Survei Netralitas KPU, Ini Tanggapan 2 Timses Pilpres 2019

KBR, Jakarta- Survei Lembaga riset Saiful Mujani atau SMRC  akhir Januari menemukan 11 persen responden kurang  yakin KPU mampu menyelenggarakan pemilu sesuai aturan.  Survei  Pemilu Presiden, dikaitkan dengan integritas dua institusi penyelenggara Pemilu, yaitu KPU dan Bawaslu.

Dari hasil wawancara, dengan lebih dari 1.600 responden, SMRC menemukan jumlah orang yang ragu mencapai sekitar 25 juta orang. Direktur Riset SMRC, Deni Irvani menilai, jumlah  itu, bisa sangat menyulitkan KPU dan Bawaslu, andai mereka termobilisasi.

"Kesimpulan beberapa hal, umumnya publik percaya bahwa KPU dan Bawaslu bisa menjalankan kewajiban sebagai penyelenggara KPU sesuai dengan undang-undang.
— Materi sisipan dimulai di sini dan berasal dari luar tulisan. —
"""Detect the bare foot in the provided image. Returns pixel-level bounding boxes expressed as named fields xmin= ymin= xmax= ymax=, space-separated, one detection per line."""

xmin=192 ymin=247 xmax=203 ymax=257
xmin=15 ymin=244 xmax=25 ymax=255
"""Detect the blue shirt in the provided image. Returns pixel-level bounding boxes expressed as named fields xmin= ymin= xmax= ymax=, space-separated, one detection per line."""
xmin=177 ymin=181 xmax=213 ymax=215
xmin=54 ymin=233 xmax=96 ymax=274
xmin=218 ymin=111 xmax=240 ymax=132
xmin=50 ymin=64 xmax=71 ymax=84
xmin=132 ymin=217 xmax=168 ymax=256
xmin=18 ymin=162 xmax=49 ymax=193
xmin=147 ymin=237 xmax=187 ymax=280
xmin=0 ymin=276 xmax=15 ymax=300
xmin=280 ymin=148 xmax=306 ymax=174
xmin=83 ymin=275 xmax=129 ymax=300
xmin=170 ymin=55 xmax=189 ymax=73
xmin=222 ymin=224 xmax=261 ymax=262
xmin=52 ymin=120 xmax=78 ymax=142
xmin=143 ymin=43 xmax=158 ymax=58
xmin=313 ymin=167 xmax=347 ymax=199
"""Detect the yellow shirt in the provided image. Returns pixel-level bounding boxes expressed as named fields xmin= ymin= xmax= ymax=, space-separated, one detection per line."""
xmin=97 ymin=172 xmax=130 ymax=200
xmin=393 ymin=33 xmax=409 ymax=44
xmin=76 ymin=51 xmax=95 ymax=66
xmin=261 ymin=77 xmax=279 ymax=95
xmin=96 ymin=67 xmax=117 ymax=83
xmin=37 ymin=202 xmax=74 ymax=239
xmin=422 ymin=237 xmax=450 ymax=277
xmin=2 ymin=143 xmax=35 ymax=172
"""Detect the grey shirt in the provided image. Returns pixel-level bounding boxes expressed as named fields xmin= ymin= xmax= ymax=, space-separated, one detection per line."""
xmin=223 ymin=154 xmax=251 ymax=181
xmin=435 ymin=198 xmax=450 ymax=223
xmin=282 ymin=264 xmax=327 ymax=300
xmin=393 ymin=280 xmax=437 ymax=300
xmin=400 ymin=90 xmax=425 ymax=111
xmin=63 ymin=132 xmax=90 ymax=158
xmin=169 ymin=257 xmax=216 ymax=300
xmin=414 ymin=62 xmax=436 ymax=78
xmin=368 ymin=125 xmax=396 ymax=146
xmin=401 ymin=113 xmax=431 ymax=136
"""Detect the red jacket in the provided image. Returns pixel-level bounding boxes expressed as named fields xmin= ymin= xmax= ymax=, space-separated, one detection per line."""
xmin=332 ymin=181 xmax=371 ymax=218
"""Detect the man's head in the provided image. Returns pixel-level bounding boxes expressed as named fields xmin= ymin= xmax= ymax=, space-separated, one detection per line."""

Yang negatif terhadap KPU dan Bawaslu hanya sekitar 11-13 persen saja. Yang 13 persen secara khusus, adalah soal KPU tidak netral, jauh lebih banyak yang mengatakan KPU netral, tetapi 13% dari total jumlah pemilih yang 190 juta, itu jumlahnya cukup besar juga, 25 juta orang. Artinya sangat besar kalau ini dimobilisasi," tutur Deni di kantor SMRC, Cikini, Menteng, Jakarta Pusat, Minggu, (10/3/2019).


SMRC mengambil responden sejumlah 1.600-an responden, prosentase pendukung kubu “Jokowi-Ma’ruf”, yang meragukan kemampuan KPU, hanya 4 sampai 5 persen. Sedangkan, pendukung kubu “Prabowo-Sandi”, yang tidak yakin dengan kemampuan KPU, jumlahnya jauh lebih besar, yaitu 23 sampai 25 persen. Ketimpangan prosentase dari kedua kubu itu, juga tertuju ke performa BAWASLU. Karena, hanya 5 sampai 6 persen pendukung “Jokowi-Ma’ruf”, yang kurang atau tidak yakin, dengan kemampuan Bawaslu. Sementara itu, dari kubu “Prabowo-Sandi”, prosentasenya besar sekali, yaitu 19 sampai 21 persen.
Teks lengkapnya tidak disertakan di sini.